Monday, October 03, 2005
It's over for good. I've taken it three times, and this time was the last time. This time, I reviewed all the concepts until problems danced in my sleep. This time, I took the test over and over and over. This time, I let myself believe that i could overcome the panic and the pressure. This time, I did it for myself, because maybe I still won't get a high enough score, or into a good law school, or into a place I can afford, or that makes itself affordable. This time, I may turn around and take an academic job in Texas, or Boston, or California. This time, it could be that I simply wanted to prove the LSAT wrong in its assertion that you don't improve much, or that standardized tests are true measures of aptitude.

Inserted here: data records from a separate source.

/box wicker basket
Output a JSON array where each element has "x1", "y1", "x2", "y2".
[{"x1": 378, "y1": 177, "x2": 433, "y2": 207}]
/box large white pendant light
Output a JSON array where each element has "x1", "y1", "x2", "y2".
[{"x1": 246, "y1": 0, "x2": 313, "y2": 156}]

So I chewed cinnamon gum like a madwoman, checked my timer every few minutes, attacked the end of sections strategically, guessed "D" for the Logic Games questions I didn't have time for and "E" for Logical Reasoning questions I was unsure about. I chewed my roast beef sandwich thoughtfully at the break (no brain-deadening carbs for me) and tried to muster enthusiasm for the writing sample. I tried to use having badly to pee as a concentration tool. I bought cigarettes on the drive home, and let myself have only one.
I like this test. I'm sad it's over. I feel if I had one more try, I could do even better. I'm reluctant to stop doing an afternoon section or two just for fun.

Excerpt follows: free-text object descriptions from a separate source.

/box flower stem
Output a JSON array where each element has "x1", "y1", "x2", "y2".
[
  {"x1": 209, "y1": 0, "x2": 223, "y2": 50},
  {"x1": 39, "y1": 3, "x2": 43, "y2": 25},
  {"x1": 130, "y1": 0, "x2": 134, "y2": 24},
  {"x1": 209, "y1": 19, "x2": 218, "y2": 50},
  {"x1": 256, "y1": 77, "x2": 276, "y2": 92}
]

Yesterday gf and I sat in a lesbian bar all afternoon long. We drank and watched the White Sox beat Cleveland. Today we hung around the house. Tomorrow I have to start writing a job letter for academic jobs. I have to schedule an interview at the law school where I want to apply early decision, and begin strategizing my personal statement. I have to turn my cv into a resume so I can pay bills when the unemployment runs out. I have to imagine many outcomes, many victories, many incremental improvements.
But right now, I'm still savoring the end of the LSAT, forever. And I'm actually sorry it's over. But the beer--the beer tastes really, really good.